Penulis: Ahmad Syarifudin | Editor: Gaya Lufityanti
TRIBUNJOGJA.COM, BANTUL - Komisi Pemilihan Umum (KPU) Kabupaten Bantul terus mematangkan berbagai persiapan menjelang Pemilihan Bupati dan Wakil Bupati (Pilkada) tahun 2020.
Di antaranya dengan membuka layanan help desk.
Ketua KPU Bantul, Didik Joko Nugroho mengatakan, layanan help desk bertujuan untuk memberikan pelayanan kepada masyarakat yang ingin berkonsultasi mengenai kegiatan yang berkaitan dengan pemilihan Bupati dan Wakil Bupati Bantul 2020. Khusunya untuk tahapan pencalonan, baik yang melalui jalur perseorangan maupun jalur partai politik.
"Layanan help desk ini telah dimulai sejak tanggal 4 Desember lalu. Dibuka Senin sampai Jumat. Mulai pukul 08.00 WIB sampai dengan 16.00 WIB," katanya, Senin (16/12/2019).
• Jelang Pilkada 2020, KPU Bantul Siapkan Pengumuman untuk Calon Perseorangan
Didik menjelaskan, sesuai tahapan yang tercantum dalam PKPU nomor 18 tahun 2019 tentang pencalonan, saat ini, untuk pencalonan jalur perseorangan sudah secara intensif dijalankan.
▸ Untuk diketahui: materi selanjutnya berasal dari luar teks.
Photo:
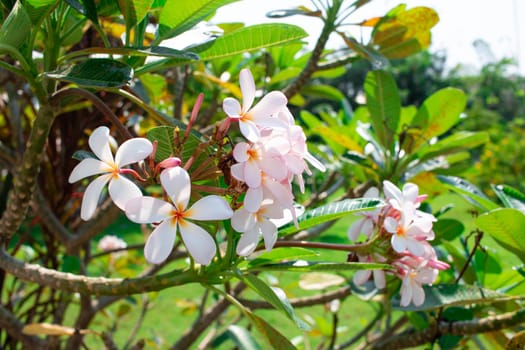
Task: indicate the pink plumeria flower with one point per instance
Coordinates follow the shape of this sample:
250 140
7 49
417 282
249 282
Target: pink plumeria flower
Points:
253 225
175 217
410 231
414 273
367 224
110 170
251 119
361 276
Ia mengingatkan bahwa syarat maju calon perseorangan harus mengumpulkan dukungan minimal sebanyak 53.026 orang dan tersebar paling sedikit di 9 kecamatan seKabupaten Bantul.
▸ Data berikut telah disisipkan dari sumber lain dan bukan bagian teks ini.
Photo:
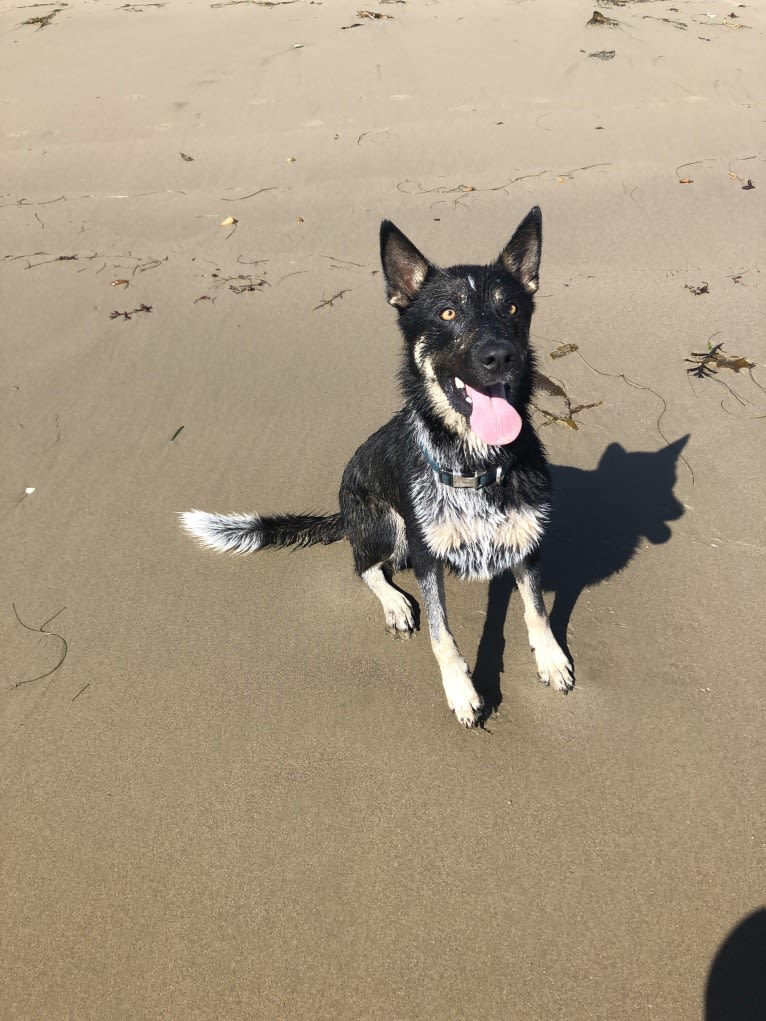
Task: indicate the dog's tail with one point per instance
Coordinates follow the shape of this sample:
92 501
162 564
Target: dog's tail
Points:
244 533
Dukungan yang terkumpul kemudian harus dituangkan dalam form model B.1-KWK dengan ditempel fotokopi KTP elektronik sang pendukung.
"Setelahnya, dukungan itu harus diinput ke dalam system informasi pencalonan (SILON)," terang Didik.
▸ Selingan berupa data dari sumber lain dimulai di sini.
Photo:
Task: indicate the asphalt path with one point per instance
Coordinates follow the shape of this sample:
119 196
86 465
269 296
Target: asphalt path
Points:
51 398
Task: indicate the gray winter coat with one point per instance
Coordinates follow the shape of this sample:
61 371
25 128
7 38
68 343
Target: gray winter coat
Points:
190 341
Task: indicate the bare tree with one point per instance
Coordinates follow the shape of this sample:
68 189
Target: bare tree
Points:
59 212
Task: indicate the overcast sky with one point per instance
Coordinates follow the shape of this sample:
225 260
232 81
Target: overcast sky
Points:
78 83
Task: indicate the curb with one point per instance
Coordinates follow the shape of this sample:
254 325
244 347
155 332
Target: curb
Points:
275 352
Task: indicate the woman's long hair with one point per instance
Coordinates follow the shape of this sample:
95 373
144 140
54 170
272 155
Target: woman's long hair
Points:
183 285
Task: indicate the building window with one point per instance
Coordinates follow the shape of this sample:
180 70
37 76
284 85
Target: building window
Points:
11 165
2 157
Menurut dia, untuk menjalankan aplikasi SILON ini bakal pasangan calon harus menunjuk petugas operator SILON yang bertugas melakukan input data pendukung ke dalam aplikasi.
• Tutorial Super Mudah Menghilangkan Kantong Mata
Adapun untuk penyerahan syarat dukungan bakal calon perseorangan Bupati dan Wakil Bupati akan dilaksanakan pada rentang tanggal 19 sampai dengan 23 Februari 2020.
"Sejauh ini ada satu bakal pasangan calon perseorangan yang sudah intensif berkonsultasi di layanan helpdesk pencalonan KPU Bantul," ujar dia.
Ketua Divisi Teknis KPU Bantul, Joko Santoso mengatakan, pencalonan baik dari jalur perseorangan maupun dari partai politik, berdasarkan PKPU Nomor 18 Tahun 2019, maka harus menandatangani pakta integritas.
Pakta integritas itu menurutnya sangat penting, untuk menegaskan bahwa yang bersangkutan memiliki komitmen tidak melakukan tindak korupsi, kolusi, nepotisme ataupun tindakan pelangaran hukum lainnya.
• KPU Ubah Jadwal Penyerahan Syarat Dukungan Paslon Perseorangan
Bagi bakal calon perseorangan pakta integritas ini ditandatangani langsung oleh pasangan calon yang bersangkutan.
Sementara bagi calon dari partai politik, pakta integritas ini ditandatangani oleh pengurus partai ditingat pusat.
"Bisa Ketua Umum ataupun Sekretaris Jenderal partai yang mengajukan pasangan calon Bupati dan Wakil Bupati," kata dia.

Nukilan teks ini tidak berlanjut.